Comment 2: Because of the huge amount of authority, there is an extensive discussion of this issue in Friedman on Leases (Randolph Edition) in Section 6.9.  The author has left Mr. Friedman’s extensive case analysis intact, and has simply appended his own analysis of cases arising in the 20 years or so since Mr. Friedman wrote his materials.  The author’s discussion commences at page 5-56 in the Treatise. 

Comment 3: An example of a landlord favorable case that implied a continuous operation covenant because of an “inadequate base rent” is BVT Lebanon v. Wal-Mart Stores, Inc., 48 S.W. 3d 132 (Tenn. 2001).  The landlord there had agreed to a significant investment in an expanded store facility when it negotiated the lease, and the court concluded that it had a legitimate expectation that percentage rents would amortize that investment. 
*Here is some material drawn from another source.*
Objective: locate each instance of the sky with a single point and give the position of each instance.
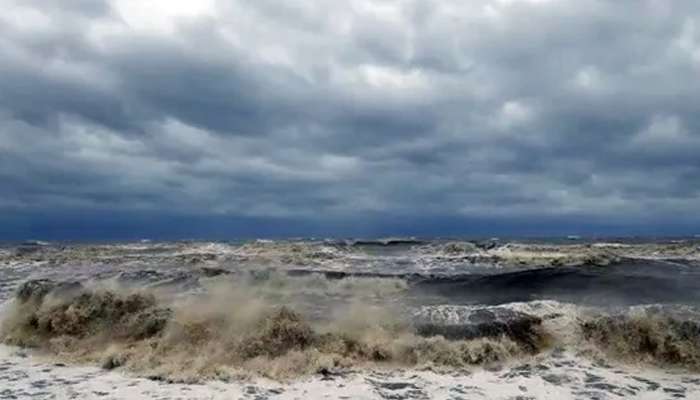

Although the basis for finding the implied operation covenant in BVT was a claim that the landlord was entitled to a flow of percentage rents, but court then turned around and awarded damages to the landlord based upon diminution in the value of the center resulting from Wal-Mart’s going dark, including the loss of other tenants with cotenancy clauses.  The editor disagrees with the BVT decision, and wrote it up as the DD for 4/3/01 under the header “Biggest, Worstest Implied Continuous Operation Clause Yet.”